Results and Discussion
The effect of housing price shock on urban household's consumption, housing price, urban inflation and urban household's income are shown in diagram 1. As can be seen, the positive housing price shock as large as one standard deviation will cause negative consumption response and the negative response will reach its peak in the second year, then it will be gradually converged to its initial level. According to the theory, a demand shock in housing price will lead to increase in housing price through an initial increase in mortgage rates. Therefore, the increase in real prices of estate caused increased household wealth and thereby increased demand for the goods. The increased household consumption expenditure will lead to inflationary pressure.
According to the results of the analysis in this study, the proposed theory has been violated, which could be due to various factors, including uncertainty in housing price changes, assuming it as a temporary matter by households, increased precautionary savings and retirement savings in order to deal with disability and disease and increased liquidity constraints in the collateral role and increased housing price.
diagram 1: Orthogonalized Impulse Response Function: The effect of housing price shock on models variables.
The effects of impulse response functions of positive price shock (hpp) on consumption are a little more than negative price shock (hpn). After positive housing price shock, urban household's consumption will be decreased in provinces and it will reach its lowest value in the first period. Then the behavior will be fluctuating and finally, it will be converged to its first route after 10 periods. In other words, by increasing the housing price, homeowners feel getting richer because of increased possible benefits of their wealth, and they will increase their consumption. Tenants and those who want to buy a house, feel getting poorer and therefore consumption reduction and increased savings will occur.
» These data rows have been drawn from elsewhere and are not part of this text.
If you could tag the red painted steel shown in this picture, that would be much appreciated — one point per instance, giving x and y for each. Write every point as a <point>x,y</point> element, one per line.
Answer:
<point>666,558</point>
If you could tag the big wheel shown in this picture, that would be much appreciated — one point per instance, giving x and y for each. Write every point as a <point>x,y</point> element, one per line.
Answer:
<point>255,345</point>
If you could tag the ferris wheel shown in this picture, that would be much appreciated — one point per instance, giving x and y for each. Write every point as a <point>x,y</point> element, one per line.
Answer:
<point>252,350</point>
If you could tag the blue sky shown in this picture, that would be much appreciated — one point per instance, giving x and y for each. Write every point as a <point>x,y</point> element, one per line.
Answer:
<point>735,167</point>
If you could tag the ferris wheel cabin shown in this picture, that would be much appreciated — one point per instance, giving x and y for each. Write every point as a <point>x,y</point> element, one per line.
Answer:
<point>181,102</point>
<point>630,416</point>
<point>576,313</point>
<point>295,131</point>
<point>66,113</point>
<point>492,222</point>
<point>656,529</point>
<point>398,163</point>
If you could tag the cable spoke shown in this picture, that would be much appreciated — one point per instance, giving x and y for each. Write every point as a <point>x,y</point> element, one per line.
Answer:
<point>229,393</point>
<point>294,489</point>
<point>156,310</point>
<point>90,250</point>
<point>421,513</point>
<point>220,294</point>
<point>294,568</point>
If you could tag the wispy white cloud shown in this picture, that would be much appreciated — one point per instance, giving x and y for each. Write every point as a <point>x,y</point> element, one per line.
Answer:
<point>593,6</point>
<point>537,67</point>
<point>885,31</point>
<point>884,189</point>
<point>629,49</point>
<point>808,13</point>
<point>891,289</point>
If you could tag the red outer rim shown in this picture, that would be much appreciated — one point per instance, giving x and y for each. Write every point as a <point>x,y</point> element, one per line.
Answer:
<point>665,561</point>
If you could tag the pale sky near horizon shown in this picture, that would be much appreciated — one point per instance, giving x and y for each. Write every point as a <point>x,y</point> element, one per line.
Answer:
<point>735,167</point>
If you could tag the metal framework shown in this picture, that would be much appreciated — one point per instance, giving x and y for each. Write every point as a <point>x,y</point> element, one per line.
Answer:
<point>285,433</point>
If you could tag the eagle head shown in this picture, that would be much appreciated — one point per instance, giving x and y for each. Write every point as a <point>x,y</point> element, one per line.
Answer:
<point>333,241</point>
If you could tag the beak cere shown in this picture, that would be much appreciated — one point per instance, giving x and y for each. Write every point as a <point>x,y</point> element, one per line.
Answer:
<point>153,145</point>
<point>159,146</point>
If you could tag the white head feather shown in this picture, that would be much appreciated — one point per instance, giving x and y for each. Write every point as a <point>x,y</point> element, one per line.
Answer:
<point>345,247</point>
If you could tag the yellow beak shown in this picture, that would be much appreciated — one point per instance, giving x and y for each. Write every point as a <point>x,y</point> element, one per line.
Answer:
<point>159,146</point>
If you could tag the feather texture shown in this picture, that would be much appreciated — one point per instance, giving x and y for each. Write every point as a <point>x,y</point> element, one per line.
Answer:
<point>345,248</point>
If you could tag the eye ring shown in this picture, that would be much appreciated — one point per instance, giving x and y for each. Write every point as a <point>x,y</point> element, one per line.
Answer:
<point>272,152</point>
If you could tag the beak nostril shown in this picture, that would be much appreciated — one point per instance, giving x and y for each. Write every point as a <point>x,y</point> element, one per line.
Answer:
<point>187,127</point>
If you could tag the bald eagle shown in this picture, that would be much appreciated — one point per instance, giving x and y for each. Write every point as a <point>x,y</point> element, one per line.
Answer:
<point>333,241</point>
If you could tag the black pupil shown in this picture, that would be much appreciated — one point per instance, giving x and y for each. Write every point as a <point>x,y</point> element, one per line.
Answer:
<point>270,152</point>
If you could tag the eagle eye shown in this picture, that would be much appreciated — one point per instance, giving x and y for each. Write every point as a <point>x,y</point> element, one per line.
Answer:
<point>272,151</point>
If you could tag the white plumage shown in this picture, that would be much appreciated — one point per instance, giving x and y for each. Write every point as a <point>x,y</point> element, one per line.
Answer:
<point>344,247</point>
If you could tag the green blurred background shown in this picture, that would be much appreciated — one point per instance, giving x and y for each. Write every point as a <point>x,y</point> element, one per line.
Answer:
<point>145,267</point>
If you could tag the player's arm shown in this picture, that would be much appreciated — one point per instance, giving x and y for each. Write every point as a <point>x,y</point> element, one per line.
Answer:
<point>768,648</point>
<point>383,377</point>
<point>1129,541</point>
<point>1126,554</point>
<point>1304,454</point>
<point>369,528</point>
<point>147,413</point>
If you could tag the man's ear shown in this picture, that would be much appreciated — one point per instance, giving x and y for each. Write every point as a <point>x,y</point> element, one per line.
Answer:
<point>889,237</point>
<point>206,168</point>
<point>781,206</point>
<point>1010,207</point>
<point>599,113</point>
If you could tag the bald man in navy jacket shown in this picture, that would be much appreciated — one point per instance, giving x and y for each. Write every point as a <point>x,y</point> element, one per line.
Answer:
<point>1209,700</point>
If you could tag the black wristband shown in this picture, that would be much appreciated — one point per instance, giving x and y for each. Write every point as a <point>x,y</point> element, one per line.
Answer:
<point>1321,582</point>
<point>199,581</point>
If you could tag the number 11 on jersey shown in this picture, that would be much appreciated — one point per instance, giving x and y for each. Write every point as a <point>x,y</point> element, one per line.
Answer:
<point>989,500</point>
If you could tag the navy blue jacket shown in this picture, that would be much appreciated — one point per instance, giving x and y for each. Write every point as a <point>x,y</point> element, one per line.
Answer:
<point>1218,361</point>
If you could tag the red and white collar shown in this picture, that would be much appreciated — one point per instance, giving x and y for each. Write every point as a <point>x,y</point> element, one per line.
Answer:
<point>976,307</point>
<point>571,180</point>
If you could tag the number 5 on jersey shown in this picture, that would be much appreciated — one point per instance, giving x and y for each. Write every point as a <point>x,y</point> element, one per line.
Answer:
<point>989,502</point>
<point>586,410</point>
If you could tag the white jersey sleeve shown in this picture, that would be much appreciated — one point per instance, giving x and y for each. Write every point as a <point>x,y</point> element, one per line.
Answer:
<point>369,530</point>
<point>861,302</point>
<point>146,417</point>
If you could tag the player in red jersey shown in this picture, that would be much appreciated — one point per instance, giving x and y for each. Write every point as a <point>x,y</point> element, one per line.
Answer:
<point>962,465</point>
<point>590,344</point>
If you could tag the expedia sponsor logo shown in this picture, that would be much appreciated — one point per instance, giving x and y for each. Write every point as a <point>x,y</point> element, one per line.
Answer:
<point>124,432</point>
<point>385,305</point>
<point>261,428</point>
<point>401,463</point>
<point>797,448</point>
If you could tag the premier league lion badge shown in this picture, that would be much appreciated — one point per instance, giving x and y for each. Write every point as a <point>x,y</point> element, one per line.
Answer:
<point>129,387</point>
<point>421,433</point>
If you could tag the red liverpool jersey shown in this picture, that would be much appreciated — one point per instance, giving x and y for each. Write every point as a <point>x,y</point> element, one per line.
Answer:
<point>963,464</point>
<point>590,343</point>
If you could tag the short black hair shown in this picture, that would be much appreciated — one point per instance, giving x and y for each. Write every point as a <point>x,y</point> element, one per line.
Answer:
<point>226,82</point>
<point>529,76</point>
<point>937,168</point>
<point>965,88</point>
According to diagram 2, the effect of reducing consumption will be higher than the effect of increasing consumption; therefore, the positive housing price shock will decrease the consumption.
diagram 2: Orthogonalized Impulse Response Function: The asymmetric effect of housing price shock
Conclusion
This study aimed to investigate the asymmetric effects of housing prices on urban household's consumption in provinces of Iran during 1393-1385. For this purpose, the effects of housing price shock on urban household's consumption are studied using two patterns then its asymmetric effects are examined using Panel vector autoregressive approach (Panel VAR).
According to the literature about the discussed issue, theoretically, the effect of increased housing price on total consumption expenditure looks ambiguous. In most studies, this relationship has been positive. The results of the study obtained from the estimation of the pattern and examination of orthogonalized Impulse response function show that the effect of housing price changes on urban household's consumption during the studied period is negative and significant in the provinces of Iran. In addition, the asymmetric effects of housing price shock have a negative and significant effect on positive housing price shock and also have a positive effect on negative housing price shock. Orthogonalized Impulse response function indicates that the effect of positive price shock on consumption is more effective and higher than negative price shock. Therefore, the asymmetric effect of housing shock on urban household's consumption has been approved.